(CNS photo/Justin Lane, EPA)

Credit Gary Cohn for being straight about who would benefit from the Republican tax plan. In an interview with CNBC, Donald Trump’s chief economic adviser revealed that the “most excited group out there are big CEOs.” As well they might be. The proposed cut in the corporate tax rate means greater profits and thus higher share prices, which would be further boosted by loosened restrictions on stock buybacks. Chief executives whose compensation is tied to share performance would therefore gain directly, and thanks to changes in the rate structure would see their taxes on this income reduced. But their employees would get little to nothing out of the arrangement, according to the nonpartisan Center for Budget and Policy Priorities, and once the modest credits for lower- and middle-income earners expire a decade from now, they’d face a tax hike. That’s to say nothing of the likely explosion of the deficit, which the very Republicans who lit the fuse could then cite as justification for cutting Social Security, Medicare, Medicaid, and other programs millions of ordinary Americans rely on. All this explains the appalled reaction of the U.S. bishops, who condemned the plan as “unconscionable” and “unacceptable.”

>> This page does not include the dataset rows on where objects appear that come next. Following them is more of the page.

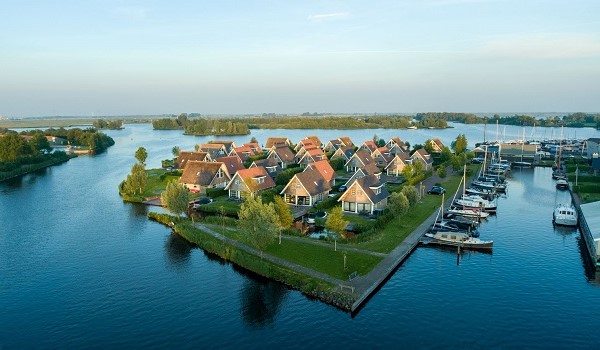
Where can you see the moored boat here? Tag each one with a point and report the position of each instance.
(458, 239)
(564, 215)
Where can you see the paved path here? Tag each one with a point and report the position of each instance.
(272, 258)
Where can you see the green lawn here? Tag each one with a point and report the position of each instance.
(155, 185)
(396, 230)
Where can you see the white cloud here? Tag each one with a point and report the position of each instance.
(132, 13)
(544, 46)
(327, 16)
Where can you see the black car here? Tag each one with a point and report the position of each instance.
(437, 190)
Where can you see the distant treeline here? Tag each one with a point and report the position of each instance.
(202, 126)
(572, 120)
(89, 137)
(241, 126)
(112, 124)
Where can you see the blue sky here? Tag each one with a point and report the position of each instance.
(235, 57)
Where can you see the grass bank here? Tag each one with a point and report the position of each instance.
(308, 285)
(29, 168)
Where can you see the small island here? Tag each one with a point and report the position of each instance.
(258, 207)
(28, 151)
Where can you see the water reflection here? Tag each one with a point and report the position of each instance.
(588, 265)
(138, 209)
(178, 250)
(261, 301)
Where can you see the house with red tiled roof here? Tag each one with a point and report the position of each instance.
(306, 188)
(272, 141)
(310, 156)
(395, 145)
(382, 156)
(284, 156)
(242, 152)
(232, 163)
(215, 150)
(186, 156)
(254, 146)
(395, 167)
(368, 146)
(229, 145)
(270, 164)
(198, 176)
(346, 141)
(421, 155)
(358, 160)
(249, 182)
(365, 195)
(332, 145)
(343, 152)
(304, 144)
(369, 169)
(436, 145)
(325, 169)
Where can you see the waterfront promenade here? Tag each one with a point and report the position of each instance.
(361, 287)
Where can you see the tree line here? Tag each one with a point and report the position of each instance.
(108, 124)
(571, 120)
(202, 126)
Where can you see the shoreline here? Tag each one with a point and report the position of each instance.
(38, 166)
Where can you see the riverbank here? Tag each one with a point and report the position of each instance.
(29, 168)
(344, 277)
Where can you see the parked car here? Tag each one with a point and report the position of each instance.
(437, 190)
(312, 217)
(200, 201)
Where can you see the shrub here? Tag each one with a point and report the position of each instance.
(215, 192)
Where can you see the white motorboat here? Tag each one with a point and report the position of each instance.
(564, 215)
(562, 184)
(458, 239)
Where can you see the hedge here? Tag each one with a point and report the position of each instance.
(216, 192)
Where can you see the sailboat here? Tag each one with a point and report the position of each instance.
(522, 164)
(464, 210)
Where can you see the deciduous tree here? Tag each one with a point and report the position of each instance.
(175, 198)
(259, 222)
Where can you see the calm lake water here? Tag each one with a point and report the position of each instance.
(80, 268)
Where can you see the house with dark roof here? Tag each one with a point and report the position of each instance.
(270, 164)
(358, 160)
(368, 146)
(242, 152)
(344, 153)
(421, 155)
(229, 145)
(325, 169)
(369, 169)
(232, 163)
(215, 150)
(397, 164)
(271, 141)
(382, 156)
(306, 188)
(283, 155)
(198, 176)
(186, 156)
(365, 196)
(313, 155)
(249, 182)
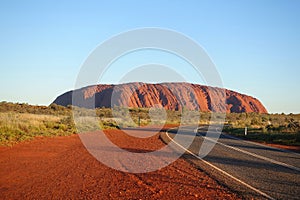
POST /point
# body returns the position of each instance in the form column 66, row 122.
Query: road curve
column 251, row 169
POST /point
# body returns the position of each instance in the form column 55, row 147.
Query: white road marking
column 222, row 171
column 258, row 144
column 256, row 155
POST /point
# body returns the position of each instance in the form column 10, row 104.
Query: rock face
column 172, row 96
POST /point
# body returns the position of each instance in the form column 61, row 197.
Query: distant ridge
column 172, row 96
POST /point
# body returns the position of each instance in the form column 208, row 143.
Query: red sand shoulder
column 61, row 168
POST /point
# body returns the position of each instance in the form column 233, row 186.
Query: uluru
column 171, row 96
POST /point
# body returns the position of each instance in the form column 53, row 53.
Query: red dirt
column 61, row 168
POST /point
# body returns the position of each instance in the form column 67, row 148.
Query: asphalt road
column 253, row 170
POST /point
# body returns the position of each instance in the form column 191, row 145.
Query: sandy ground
column 61, row 168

Whether the plan with its current inequities survives the Senate’s complicated reconciliation rules remains to be seen. But even without the aid of compliant lawmakers, major corporations and the richest individuals have ways, to borrow a phrase, of rigging the system. The degree to which they do so was most recently made clear with the November release of the Paradise Papers, a trove of more than 13 million legal and financial documents leaked to a German newspaper and shared with the International Consortium of Investigative Journalists. The documents, many originating from the offshore law firm Appleby, detail the elaborate mechanisms and complex financial networks corporations and wealthy families use to dodge taxes on a global scale. The “papers” show how entities and individuals stash billions in shell companies; shift the assets to havens like Bermuda, Cyprus, and the Isle of Man; and launder the money through a range of offshore investments. The hiding of such sums has obvious and quantifiable impacts. Worldwide, corporate tax avoidance has deprived governments of $699 billion in tax revenue in 2017. The United States alone loses out on $111 billion each year, according to Oxfam, while collectively the poorest countries are deprived of $100 billion annually. Meanwhile, it’s estimated that $8.7 trillion—11.5 percent of global gross domestic product—is held offshore by ultra-wealthy families, most of it unreported. All of this represents money that could be used for investments in health care, infrastructure, education, poverty relief, and many other programs.

Just 1 percent of the world’s population now owns half its wealth.

Of greater concern is the widening gap in global economic inequality the Paradise Papers reveal. Dodging taxes has helped the rich build what an editorial in the Guardian ominously calls their own “globally mobile republic.” Just 1 percent of the world’s population now owns half its wealth. The ultra-rich can also exert outsized influence on policy and politics. The documents show that hedge-fund manager Robert Mercer, for example, used tens of millions of dollars stashed offshore to fund Breitbart News and support Steve Bannon’s attacks on Hillary Clinton during the 2016 campaign. Hedge-fund manager and Democratic donor James Simons, who gave Clinton $11 million in 2016, was revealed to have hidden more than $8 billion in tax-free Bermuda. Cohn himself turns up in the documents, his name linked to nearly two dozen business entities in Bermuda from his time at Goldman Sachs.

It may not come as a surprise that many of the activities detailed in the Paradise Papers are legal. “This is the way that the world works,” Cohn insisted when asked about tax avoidance in the same CNBC interview. But as any third-grader could tell you, just because it’s allowed doesn’t mean it’s the right thing to do, and the line separating avoidance from evasion—which is illegal—is easily crossed. Economists have proposed international registries and other reforms aimed at exposing abuses, but these efforts meet with predictable resistance from wealth-management firms and their politically influential clients. “Excessive economic and social disparity between individuals and peoples of the one human race is a source of scandal and militates against social justice, equity, human dignity, as well as social and international peace,” the council fathers wrote in Gaudium et spes more than fifty years ago. That scandal will persist until we truly hold the wealthy to account as citizens with a responsibility for the common good.